His 1946 Symphony for Strings can be heard as an expression of intense psychological turmoil fueled by problems that included alcoholism and bipolar disorder. But you can also hear it as a reaction to the war and his wartime experiences. To me, it plays like the sound track for a World War II movie that’s a hundred times more savage than any war movie anyone has actually produced. The first movement is harsh, jagged, and chaotic; the second is softer, with a hint of melody, but eventually it, too, becomes chaotic; and the final third movement is a storm of emotions with an ominous plucked bass playing in the background.
However you look at the Symphony for Strings, it made a powerful finish for a program preceded by three notably mellower entries. The big event on the first half was Mozart’s clarinet concerto, with the Philadelphia Orchestra’s principal clarinet, Ricardo Morales, as guest soloist. Mozart put some of his best orchestral writing into his wind concertos and the clarinet concerto sometimes sounds like a contest between a soloist who’s determined to show his stuff and an orchestra that refuses to be a mere accompaniment. The result in this case was a polished, exceptionally lively performance.

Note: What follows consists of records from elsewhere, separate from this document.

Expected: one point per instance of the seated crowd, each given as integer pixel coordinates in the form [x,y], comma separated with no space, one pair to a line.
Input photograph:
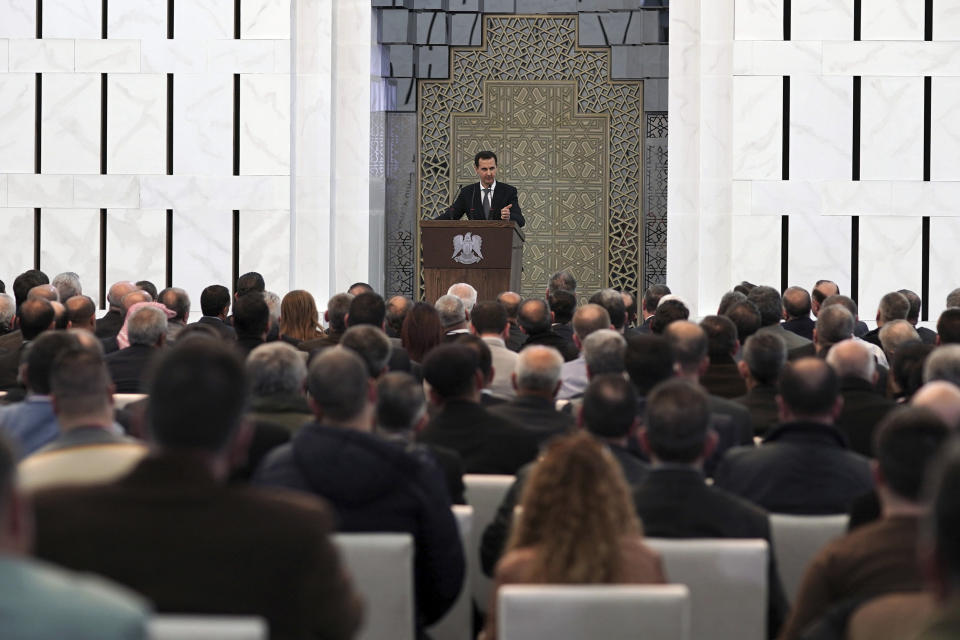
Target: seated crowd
[254,433]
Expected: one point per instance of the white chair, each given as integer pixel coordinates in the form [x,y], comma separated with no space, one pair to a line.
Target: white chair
[593,612]
[190,627]
[727,581]
[796,539]
[458,623]
[484,494]
[381,565]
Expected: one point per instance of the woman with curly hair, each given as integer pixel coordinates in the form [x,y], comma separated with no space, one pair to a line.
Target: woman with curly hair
[577,525]
[299,319]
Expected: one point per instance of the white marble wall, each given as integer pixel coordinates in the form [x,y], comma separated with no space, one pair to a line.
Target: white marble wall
[706,255]
[303,189]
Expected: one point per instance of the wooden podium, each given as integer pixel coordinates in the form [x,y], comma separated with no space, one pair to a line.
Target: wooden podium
[450,253]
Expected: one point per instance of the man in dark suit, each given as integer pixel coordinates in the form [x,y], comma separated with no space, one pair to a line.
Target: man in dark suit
[803,465]
[487,199]
[175,532]
[215,303]
[675,502]
[487,443]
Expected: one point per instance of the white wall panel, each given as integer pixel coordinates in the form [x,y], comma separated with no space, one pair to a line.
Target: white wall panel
[203,124]
[136,242]
[891,138]
[890,259]
[821,127]
[264,124]
[265,247]
[136,124]
[70,128]
[17,256]
[70,241]
[893,19]
[757,127]
[17,99]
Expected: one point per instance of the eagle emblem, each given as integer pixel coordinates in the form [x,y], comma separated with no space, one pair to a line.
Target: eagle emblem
[466,248]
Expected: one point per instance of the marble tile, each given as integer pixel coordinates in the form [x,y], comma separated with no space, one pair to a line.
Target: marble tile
[105,192]
[944,240]
[265,247]
[41,56]
[136,124]
[72,18]
[264,124]
[70,241]
[19,18]
[890,259]
[70,127]
[17,99]
[946,21]
[17,255]
[758,20]
[756,244]
[265,19]
[201,250]
[173,56]
[821,127]
[36,190]
[945,129]
[893,20]
[136,241]
[141,19]
[203,124]
[757,127]
[203,19]
[822,20]
[108,56]
[240,56]
[819,249]
[891,139]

The other item on the first half was a serene, pastoral Dance of the Blessed Spirits from Gluck’s 1762 version of Orfe and Eurydice. The big surprise on the program, for me, was the second half opener, the third suite in Respighi’s Ancient Airs and Dances. For most of us, Respighi’s output consists of his orchestral odes to the pines and fountains of Rome. This suite of Renaissance and Baroque dances proved there’s more to him than that. Respighi didn’t try to create an archaic atmosphere or reproduce the sounds of Baroque instruments. He clothed the old music in the sounds of modern instruments and created something unique.
Australian conductor Kynan Johns led the proceedings with a relaxed, unobtrusively dignified air that suited the program. He seemed to have a natural rapport with the orchestra — a virtue that’s a big plus when an orchestra includes musicians who have frequently proved they can operate without a conductor, Baroque style. Johns is currently the director of orchestras at Rutgers University, so we may see more of him in the future.